Gen. Lori J. Robinson, head of Pacific Air Forces, said the service will maintain its rotational presence of bombers and fighters in the Pacific.
"I think we’re likely to see the same (level)," Robinson said.
Both senior Air Force leaders spoke to reporters Monday at Pacific Air Forces headquarters at Joint Base Pearl Harbor-Hickam as James prepared to head to Guam, Japan, South Korea and Alaska before heading back to Washington, D.C.
The F-35 Joint Strike Fighter, new Boeing KC-46 refueling tanker and future long-range strike bombers will be part of the re-balance to the Pacific, James said.
James also called for a new round of base closures, citing 24 percent excess capacity in the Defense Department.
"I’ve had a whole part of my career in the private sector, and I can tell you, without question, a business would never spend money on leases or on buildings that were no longer needed," James said. "And the fact that we have this excess capacity and we’re spending money on it — we just have to get beyond this and close some bases."
Cuts in the Air Force that were announced in July led to the elimination of 3,459 positions across the service, including 238 positions in Hawaii at Pacific Air Forces, the command said.
James became the 23rd secretary of the Air Force — and the second woman in Air Force history to serve in the role — in December.
Robinson received a fourth star and became head of Pacific Air Forces last month, making her the first woman to lead the major air command.
James said that of all the U.S. military services, the Air Force has the highest proportion of women: upward of 20 percent.
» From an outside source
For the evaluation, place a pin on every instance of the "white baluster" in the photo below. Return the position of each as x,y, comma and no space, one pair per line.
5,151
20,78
"We also have the highest number of jobs that are currently open to women," James said, adding that only about seven career fields are still closed to women.
Current Air Force jobs women are barred from include combat rescue officer, special tactics officer, special operations weather officer, enlisted combat controller, enlisted tactical air command and control party, enlisted pararescue and enlisted special operations weather, Pacific Air Forces said.
"Those seven specialties that are still closed, within the next year and a half, it is our goal to see, can’t we open up those remaining seven?" James said. "Specifically, what we’re doing is we’re working on gender-neutral standards for these seven positions. That is to say, whatever the standard is, it will be the same for men and women. But then let’s see if we can’t open it and let qualified applicants compete."
If the Air Force is more than 20 percent female today, "why can’t we be upwards of 30 percent in the years to come?" she added.
"I’m interested in getting the most qualified young people into our Air Force, and to have more qualified women would be a great thing," she said.
Robinson recently returned from her first trip to China as head of Pacific Air Forces, where she said she attended a military flight and training conference with 22 participating nations and the opening of an air show in the southern city of Zhuhai.
She also said she met with the chief of staff of China’s air force.
A C-17 Globemaster III cargo plane out of Hickam, with active-duty members of the 15th Wing, was sent to the air show to demonstrate the Air Force’s ability to rapidly deliver search and rescue teams, equipment and supplies, Pacific Air Forces said.